Image: A side view of a fetus with hands and clubfeet, enlarged cerebral fluid space, cerebral ventricles dilation, less brain tissue, absence of brain cortical gyri, and a poorly developed cerebellum (Photo courtesy of RSNA).
The results of three new studies into the effects of the Zika virus disease in Brazil revealed multiple types of congenital brain damage.

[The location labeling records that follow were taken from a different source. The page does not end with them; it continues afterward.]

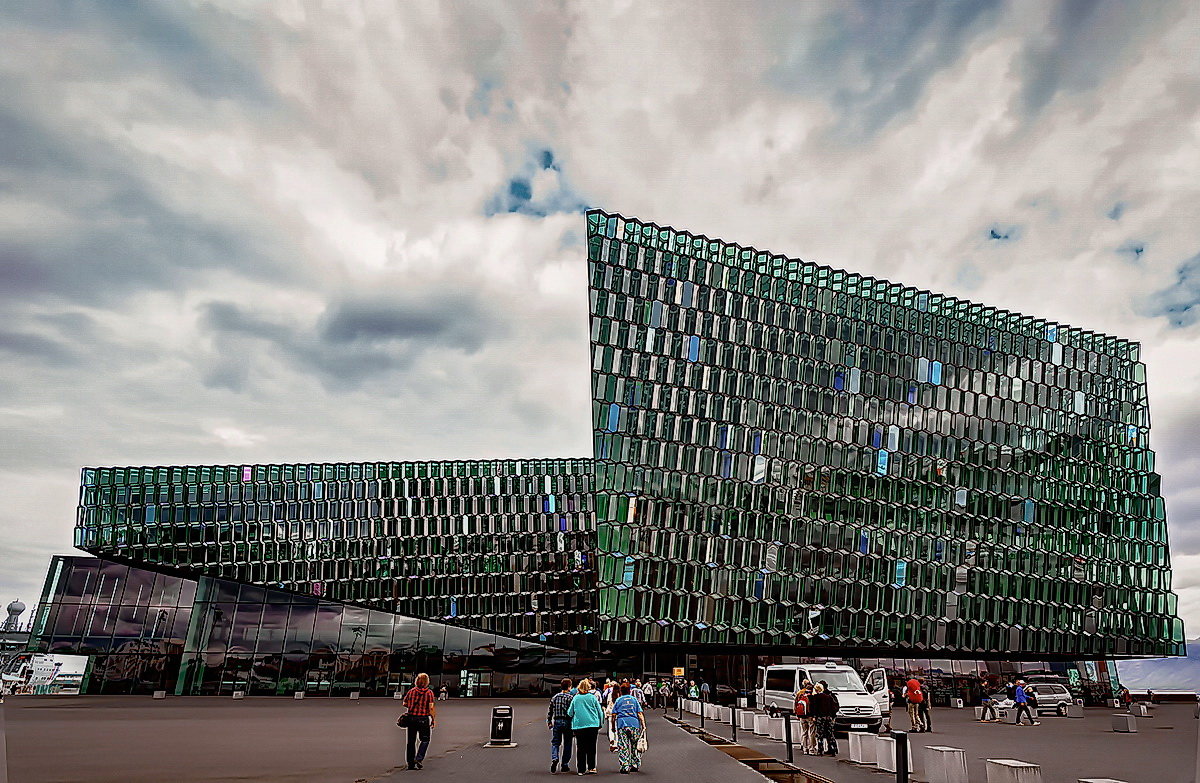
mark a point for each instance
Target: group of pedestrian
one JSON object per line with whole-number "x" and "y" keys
{"x": 816, "y": 706}
{"x": 577, "y": 713}
{"x": 916, "y": 695}
{"x": 1025, "y": 701}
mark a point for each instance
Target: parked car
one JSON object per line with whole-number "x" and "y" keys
{"x": 1051, "y": 698}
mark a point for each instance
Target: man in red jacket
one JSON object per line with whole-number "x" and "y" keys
{"x": 913, "y": 698}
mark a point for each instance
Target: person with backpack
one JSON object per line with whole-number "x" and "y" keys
{"x": 803, "y": 712}
{"x": 927, "y": 704}
{"x": 627, "y": 729}
{"x": 913, "y": 698}
{"x": 825, "y": 709}
{"x": 1025, "y": 701}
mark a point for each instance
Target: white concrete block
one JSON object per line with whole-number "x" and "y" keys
{"x": 862, "y": 747}
{"x": 886, "y": 753}
{"x": 1013, "y": 771}
{"x": 945, "y": 764}
{"x": 1125, "y": 723}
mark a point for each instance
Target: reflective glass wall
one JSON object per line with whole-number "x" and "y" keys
{"x": 147, "y": 631}
{"x": 795, "y": 455}
{"x": 503, "y": 545}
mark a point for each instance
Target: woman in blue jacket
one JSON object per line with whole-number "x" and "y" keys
{"x": 586, "y": 717}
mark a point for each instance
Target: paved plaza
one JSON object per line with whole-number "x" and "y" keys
{"x": 204, "y": 740}
{"x": 1163, "y": 751}
{"x": 209, "y": 740}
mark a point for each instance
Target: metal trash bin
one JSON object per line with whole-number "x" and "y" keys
{"x": 502, "y": 728}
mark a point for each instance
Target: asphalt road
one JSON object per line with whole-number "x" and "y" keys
{"x": 259, "y": 740}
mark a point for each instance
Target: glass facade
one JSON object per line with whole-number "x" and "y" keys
{"x": 799, "y": 456}
{"x": 789, "y": 459}
{"x": 147, "y": 631}
{"x": 499, "y": 545}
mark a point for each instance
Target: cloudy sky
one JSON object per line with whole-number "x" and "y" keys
{"x": 336, "y": 232}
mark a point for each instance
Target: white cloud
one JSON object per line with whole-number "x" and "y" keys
{"x": 298, "y": 163}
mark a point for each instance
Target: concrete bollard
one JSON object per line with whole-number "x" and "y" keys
{"x": 1013, "y": 771}
{"x": 862, "y": 747}
{"x": 886, "y": 753}
{"x": 1125, "y": 723}
{"x": 945, "y": 764}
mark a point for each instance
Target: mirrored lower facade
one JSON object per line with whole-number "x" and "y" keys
{"x": 149, "y": 631}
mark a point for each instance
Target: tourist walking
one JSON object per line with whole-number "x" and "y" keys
{"x": 804, "y": 712}
{"x": 927, "y": 704}
{"x": 421, "y": 716}
{"x": 1021, "y": 697}
{"x": 989, "y": 707}
{"x": 586, "y": 715}
{"x": 559, "y": 724}
{"x": 913, "y": 698}
{"x": 628, "y": 730}
{"x": 825, "y": 709}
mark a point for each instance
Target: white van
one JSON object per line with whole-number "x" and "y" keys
{"x": 859, "y": 707}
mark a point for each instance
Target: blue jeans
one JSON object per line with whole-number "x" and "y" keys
{"x": 420, "y": 728}
{"x": 561, "y": 735}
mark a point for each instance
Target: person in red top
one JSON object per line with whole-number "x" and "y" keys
{"x": 423, "y": 716}
{"x": 913, "y": 695}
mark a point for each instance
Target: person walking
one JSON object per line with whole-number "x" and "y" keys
{"x": 559, "y": 724}
{"x": 803, "y": 711}
{"x": 628, "y": 729}
{"x": 421, "y": 717}
{"x": 825, "y": 709}
{"x": 1021, "y": 697}
{"x": 586, "y": 715}
{"x": 913, "y": 698}
{"x": 989, "y": 707}
{"x": 927, "y": 704}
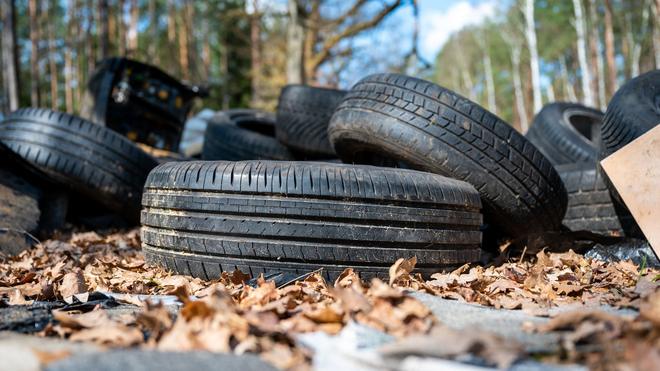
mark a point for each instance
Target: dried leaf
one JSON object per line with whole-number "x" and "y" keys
{"x": 402, "y": 267}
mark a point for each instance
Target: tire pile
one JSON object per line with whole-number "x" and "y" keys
{"x": 395, "y": 167}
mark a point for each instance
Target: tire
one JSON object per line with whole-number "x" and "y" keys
{"x": 303, "y": 114}
{"x": 430, "y": 128}
{"x": 203, "y": 218}
{"x": 19, "y": 203}
{"x": 590, "y": 206}
{"x": 633, "y": 110}
{"x": 567, "y": 133}
{"x": 19, "y": 213}
{"x": 91, "y": 160}
{"x": 237, "y": 135}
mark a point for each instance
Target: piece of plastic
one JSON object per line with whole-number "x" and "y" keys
{"x": 638, "y": 251}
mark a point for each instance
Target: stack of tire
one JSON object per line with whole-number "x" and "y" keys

The research was presented at the annual Radiological Society of North America (RSNA2016) meeting in Chicago, USA. One of the studies investigated Computed Tomography (CT) findings of the Central Nervous System (CNS) of 16 newborn babies that suffered from a congenital Zika virus infection. The CT brain findings showed decreased brain volume, calcifications, ventricular dilatation, simplified gyral pattern, and prominent occipital bone.

In the second study researchers analyzed scans of adults, and newborn babies with various neurological disorders, and of pregnant women with rashes indicative of a Zika infection. There were common Magnetic Resonance Imaging (MRI) findings that included enhancement of certain spinal and facial nerves. In addition, the researchers found orbital injuries and changes in the anatomy of brain tissue in the MRI scans of the newborn babies.

A third study consisted of ultrasound, and fetal MRI scans in pregnant women suffering from a Zika infection. After the babies were born, ultrasound, CT and MRI scans revealed that more than half of them had lost brain tissue volume, or suffered from microcephaly, brain calcifications and other structural changes. The researchers used 3-D virtual and physical skull models for their research.

Author of the first study, Natacha Calheiros de Lima Petribu, MD, Department of Radiology, Barão de Lucena Hospital (Recife, Brazil), said, "We live in Pernambuco, a state in northeastern Brazil, which had the highest number of patients with microcephaly during the Zika outbreak in our country. Our study proves that Zika virus infection can cause congenital brain damage in babies with and without microcephaly."